17:45 - 20:00
Thursday-Panel
Chair/s:
Vicente Valentim
Discussant/s:
Daniel Bischof
Meeting Room O

Nerea Gándara Guerra
We are your pack: feminism mobilization and social change

Laure Bokobza
Taxation, Protests and Autocratic Regime Stability

Simón Escoffier, Rodolfo Disi Pavlic, Anna Clemente
Uncivil mobilization or countermobilization? Explaining anti-rights collective action in Chile

Nina Barzachka
To Resign or Not to Resign: Why Incumbents Ignore Peaceful Mass Protests?

Manuel Sola Rodríguez
Using the Space to (not) Voicing Preferences: Empirical Evidence From Catalonia
Uncivil mobilization or countermobilization? Explaining anti-rights collective action in Chile
Simón Escoffier 2, Rodolfo Disi Pavlic 3, Anna Clemente 1
1 European University Institute
2 Universidad Autónoma de Chile
3 Temuco Catholic University

We explain anti-rights protests in Chile drawing on social movement and power devaluation theories. To understand this phenomenon, we use regression analyses of longitudinal, municipal-level data and case studies of three recent movements.
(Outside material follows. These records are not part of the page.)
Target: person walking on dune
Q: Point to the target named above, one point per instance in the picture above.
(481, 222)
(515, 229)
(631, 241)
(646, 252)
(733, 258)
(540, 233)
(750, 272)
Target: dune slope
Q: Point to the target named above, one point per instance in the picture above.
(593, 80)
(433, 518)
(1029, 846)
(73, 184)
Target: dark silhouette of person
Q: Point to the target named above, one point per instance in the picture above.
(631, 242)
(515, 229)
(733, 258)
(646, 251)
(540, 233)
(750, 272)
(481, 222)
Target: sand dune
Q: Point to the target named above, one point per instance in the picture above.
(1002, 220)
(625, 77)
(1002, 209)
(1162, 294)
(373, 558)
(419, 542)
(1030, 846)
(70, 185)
Movements seeking to restrict others’ rights have increased across the world in the past few decades. Their activists struggle to defend privilege and preclude the social inclusion of historically disenfranchised groups such as women, ethnic, sexual and gender minorities, and immigrants. We call these groups anti-rights movements. Despite the global importance of these movements, no studies have so far systematically analyzed their emergence in Latin America. Drawing on social movement and power devaluation theory, we evaluate the social, cultural and political causes of anti-rights mobilization in Chile. The explanations we find highlight the reactive quality of protest events and the role that supportive political authorities play in triggering them. To reach these results, we use a mixed-methods design. First, we use longitudinal, municipal-level data from the COES Social Conflict Observatory to carry out zero-inflated negative binomial regressions of anti-rights protests events between 2009-2019. Second, we illustrate the processes behind these mobilizations with three case studies: movements against the right to abortion (2015), transgender rights (2017), and indigenous people’s rights (2020).